Ein Grund, warum man in Schweden auf Landstraßen nur so langsam vorankommt, ist  – neben der Rücksicht auf querende Elche – die Tatsache, dass da immer so lustige handgemalte Schilder am Straßenrand stehen, die einen vom rechten Weg abbringen. Da steht dann zum Beispiel Loppis, Second Hand, Antik, Hantverk oder Konst drauf, manchmal auch Gårdsbutik, Specialiteter oder schlicht Sommarcafé.

Kaum sind wir gestern die Schotterpiste von den Osterglocken zurückgefahren und wieder auf der asphaltierten Straße, weckt ein Schild mit der Aufschrift Skogsateljé/Gårdsbutik unsere Aufmerksamkeit. Waldatelier in Kombination mit Hofladen? Keine Ahnung, was uns da erwartet, aber klingt nett. Zwar wollen wir noch weiter zum Boråser Frühlingsmarkt, aber hej, der ist ja noch den ganzen Nachmittag und solange kein Loppis dabei ist, sind Hofläden ja meist eine überschaubare Sache.

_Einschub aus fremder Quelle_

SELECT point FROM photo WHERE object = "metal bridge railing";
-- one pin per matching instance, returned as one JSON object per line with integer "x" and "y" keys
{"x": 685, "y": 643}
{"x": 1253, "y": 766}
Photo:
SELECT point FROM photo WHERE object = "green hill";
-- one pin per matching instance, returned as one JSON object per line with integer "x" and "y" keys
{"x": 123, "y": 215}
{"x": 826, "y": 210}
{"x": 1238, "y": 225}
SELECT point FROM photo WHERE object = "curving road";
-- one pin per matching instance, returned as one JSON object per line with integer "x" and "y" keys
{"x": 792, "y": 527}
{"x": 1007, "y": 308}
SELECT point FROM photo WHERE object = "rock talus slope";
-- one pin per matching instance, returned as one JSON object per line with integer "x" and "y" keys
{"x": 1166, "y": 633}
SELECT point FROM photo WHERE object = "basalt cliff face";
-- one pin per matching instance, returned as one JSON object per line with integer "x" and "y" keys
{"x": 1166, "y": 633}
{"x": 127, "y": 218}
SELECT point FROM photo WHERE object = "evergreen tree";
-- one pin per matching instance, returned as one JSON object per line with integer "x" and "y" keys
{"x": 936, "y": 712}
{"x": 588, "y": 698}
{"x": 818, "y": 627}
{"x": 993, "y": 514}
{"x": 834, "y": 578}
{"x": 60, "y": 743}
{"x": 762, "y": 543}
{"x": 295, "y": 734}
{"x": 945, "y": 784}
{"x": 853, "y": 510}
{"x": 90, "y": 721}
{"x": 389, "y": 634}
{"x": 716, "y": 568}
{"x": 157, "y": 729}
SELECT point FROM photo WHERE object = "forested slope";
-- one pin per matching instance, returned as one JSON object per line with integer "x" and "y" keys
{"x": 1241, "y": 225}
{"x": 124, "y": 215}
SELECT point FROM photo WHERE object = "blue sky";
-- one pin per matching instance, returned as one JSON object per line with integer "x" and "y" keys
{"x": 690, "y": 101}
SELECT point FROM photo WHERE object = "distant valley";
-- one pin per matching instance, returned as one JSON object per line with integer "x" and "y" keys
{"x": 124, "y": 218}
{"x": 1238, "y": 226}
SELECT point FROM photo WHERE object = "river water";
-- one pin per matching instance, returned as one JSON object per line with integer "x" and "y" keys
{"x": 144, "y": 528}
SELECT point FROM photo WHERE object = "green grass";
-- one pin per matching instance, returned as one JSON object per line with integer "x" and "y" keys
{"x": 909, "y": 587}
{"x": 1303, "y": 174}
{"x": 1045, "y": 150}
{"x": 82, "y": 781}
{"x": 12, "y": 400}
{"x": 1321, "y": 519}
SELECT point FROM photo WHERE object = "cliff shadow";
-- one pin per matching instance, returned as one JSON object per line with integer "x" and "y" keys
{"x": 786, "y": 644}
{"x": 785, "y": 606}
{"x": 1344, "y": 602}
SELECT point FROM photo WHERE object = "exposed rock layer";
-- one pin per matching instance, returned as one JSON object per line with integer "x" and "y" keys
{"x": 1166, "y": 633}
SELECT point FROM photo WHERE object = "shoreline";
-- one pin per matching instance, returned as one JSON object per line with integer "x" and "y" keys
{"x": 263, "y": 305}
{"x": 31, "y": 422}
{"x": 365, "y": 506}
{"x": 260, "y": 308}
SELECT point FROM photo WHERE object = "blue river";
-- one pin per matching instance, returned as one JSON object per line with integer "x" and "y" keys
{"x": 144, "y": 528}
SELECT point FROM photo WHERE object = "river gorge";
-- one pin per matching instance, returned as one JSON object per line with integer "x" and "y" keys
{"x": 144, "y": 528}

Wir fahren also zwei Kilometer weiter Richtung Gislaved anstatt zurück nach Borås und biegen dann wieder in einen geschotterten Waldweg ein. Nach wenigen Minuten taucht ein idyllischer Hof in Bullerbüoptik auf (wie gesagt, wir sind ja auch schon fast in Småland): links Bienenstöcke, rechts ein rotes Häuschen mit zwei Parkplätzen und eine Wiese mit Metallskulpturen, weiter hinten ein kleines Gehege mit Hühnern. Ein Katze nimmt sofort unsere warme Motorhaube in Beschlag.
In dem kleinen Laden erwarten uns unter anderem frischgelegte Eier, hausgemachter Honig, Fruchtsäfte aus der Region und diverses Zubehör zum Brotbacken sowie ein größeres Sortiment an Duschgels, Kosmetika und Müsliriegeln, wie man sie aus deutschen Reformhäusern kennt und die ich hier in Schweden noch nie gesehen habe. Die Besitzerin des Ladens begrüßt uns freundlich und fragt, wie wir hergefunden haben. Ein nettes Gespräch entwickelt sich und mein geschultes Ohr erkennt den Akzent, den die Frau spricht – es ist der gleiche wie unserer. Daher also auch Demeter und Co.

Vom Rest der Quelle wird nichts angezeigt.